Scott Turow is best known for his novels, which infuse legal situations with heated emotions. He's rather like a less-overblown John Grisham. And, like Grisham, he has the legal chops to support his work. As someone who's worked as both a prosecutor and later an advocate for death-row inmates, Turow is perhaps uniquely qualified to write Ultimate Punishment: A Lawyer's Reflection on Dealing with the Death Penalty. The book is an analysis of the death penalty's legitimacy and validity written by a man who once spent two years on Illinois's Commission on Capital Punishment.
Republican Gov. George Ryan formed the commission on which Turow served after declaring that the state's capital punishment system was fraught with errors. He then called moratorium on the death penalty - the first of its kind. Considering, then, Turow's professional experience as it applies to the dealth penalty, it's no big surprise that he decides he's against it. But instead of lecturing about the penalty's evils, he uses his attorney's skills in the most intriguing way possible: he builds his case against the penalty by stacking conflicting arguments against one another, keeping the most logical and relying on them for his conclusions. He refers to himself as a death-penalty "agnostic" and debates the reasons put forth that support and oppose capital punishment.

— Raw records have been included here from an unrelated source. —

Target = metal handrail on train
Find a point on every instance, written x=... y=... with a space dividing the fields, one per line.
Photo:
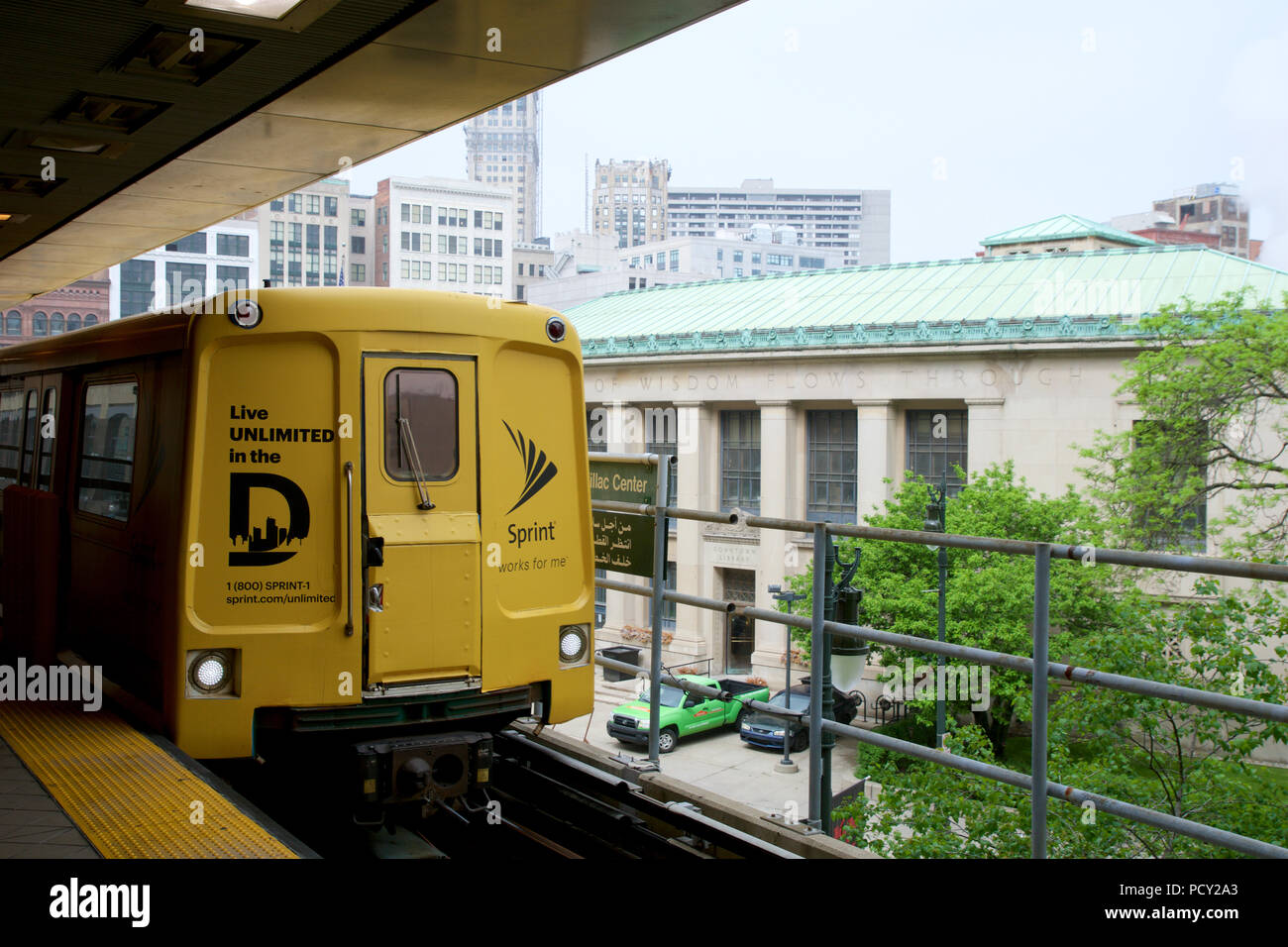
x=1042 y=554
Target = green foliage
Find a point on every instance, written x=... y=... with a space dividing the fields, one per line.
x=1215 y=384
x=990 y=599
x=1189 y=762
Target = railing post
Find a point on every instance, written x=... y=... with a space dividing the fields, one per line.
x=822 y=581
x=660 y=539
x=1041 y=629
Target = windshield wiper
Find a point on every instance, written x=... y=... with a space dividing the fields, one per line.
x=413 y=459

But his approach reads less like a legalese gimmick and more like a genuine quest for insight, and as a result, the book feels important. Turow becomes a smarter version of the average American, understanding of the gut-level desire for "justice," while conscious of the flawed court systems in states that sponsor capital punishment, where the least lucky and poorest convicts often line death rows that should be filled with the guiltiest. By the middle of the book, it's genuinely difficult to tell which way he's leaning, which is refreshing, considering that most books dealing with this topic have a clear opinion from the start.
Turow balances the more emotional arguments for and against the death penalty with more pragmatic concerns, such as dangers of accidentally executing the innocent and whether or not the penalty deters criminal activity. On these fronts, he lets numbers and real-world data shape his logic, showing how capital punishment doesn't affect crime statistics and how guiltless people can get railroaded by the system. Along the way, he includes stories from his time on the Illinois commission, and a visit to a super-max prison to meet the most hardened murderers.
Turow's book carries the air of a man seeking an answer to a difficult question, and to his credit, he seems to include all factors in his conclusion. His final revelations are all the more convincing because he allows the reader into his thought process. In the end, he presents the death penalty as invalid because of the imperfect system that administrates it, which has a rate of error so high that no society with a conscience could allow it to decide whether convicts live or die.